Square each deviation. I've done this in the blue column. For example, the 1st value in the data set is 4, the corresponding deviation is -3. Squaring -3 results in 9. This column should contain all postive values.

Sum the squared deviations. Add the values in the blue column. Their sum is 88.

Divide this sum by one fewer than the number of observations; the resulting value is the variance. There are 5 observations, less one gives 4. 88/4 = 22. The variance is S2 = 22.

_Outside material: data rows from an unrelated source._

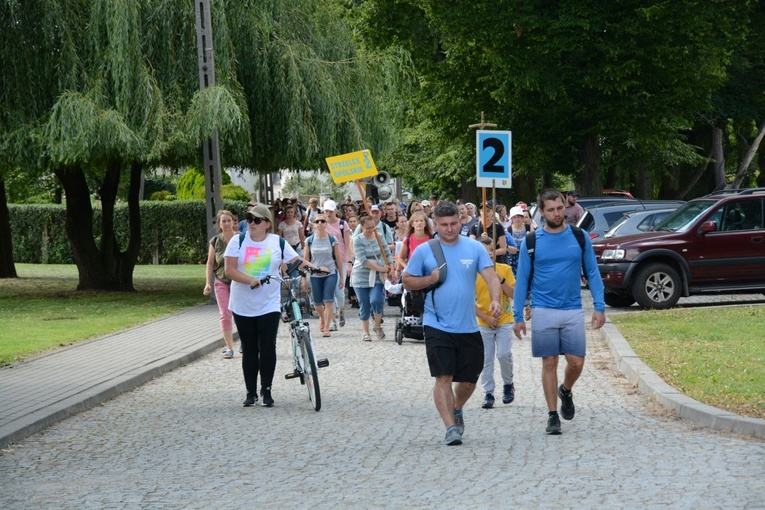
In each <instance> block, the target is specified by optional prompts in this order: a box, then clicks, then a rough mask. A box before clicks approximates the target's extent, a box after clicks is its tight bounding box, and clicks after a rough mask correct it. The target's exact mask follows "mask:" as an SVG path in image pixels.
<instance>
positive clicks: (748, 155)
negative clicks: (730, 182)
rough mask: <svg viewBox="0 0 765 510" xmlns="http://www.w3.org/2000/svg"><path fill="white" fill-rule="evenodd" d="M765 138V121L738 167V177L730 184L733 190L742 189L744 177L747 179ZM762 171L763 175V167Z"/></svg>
mask: <svg viewBox="0 0 765 510" xmlns="http://www.w3.org/2000/svg"><path fill="white" fill-rule="evenodd" d="M763 136H765V121H763V122H762V124H760V129H759V131H758V132H757V136H755V137H754V141H753V142H752V145H751V146H749V150H748V151H747V152H746V155H745V156H744V159H743V160H742V161H741V165H739V167H738V172H736V177H735V178H734V179H733V182H732V183H731V184H730V188H731V189H738V188H740V187H741V183H742V182H744V177H746V174H747V172H748V171H749V165H750V164H751V163H752V160H753V159H754V156H755V154H757V149H759V147H760V142H762V138H763ZM760 169H761V170H760V173H762V167H760Z"/></svg>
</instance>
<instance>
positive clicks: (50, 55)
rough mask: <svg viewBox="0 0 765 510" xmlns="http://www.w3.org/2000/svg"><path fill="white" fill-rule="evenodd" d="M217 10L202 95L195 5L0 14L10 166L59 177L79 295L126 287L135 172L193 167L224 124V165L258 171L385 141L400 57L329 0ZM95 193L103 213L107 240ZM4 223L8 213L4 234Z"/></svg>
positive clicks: (225, 2) (136, 208)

The square root of the variance is the standard deviation. The square root of 22 is 4.69, so the standard deviation is S = 4.69 (rounding to 4.7 would be appropriate).

Note
Most calculators costing over $10 have built-in statistical functions. Entering the data and pressing the proper sequence of keys will produce the standard deviation without requiring any computing by hand. Consult your calculator's instruction manual for the details. Or, see your friendly local stats guru---(s)he may be able to show you how to do this.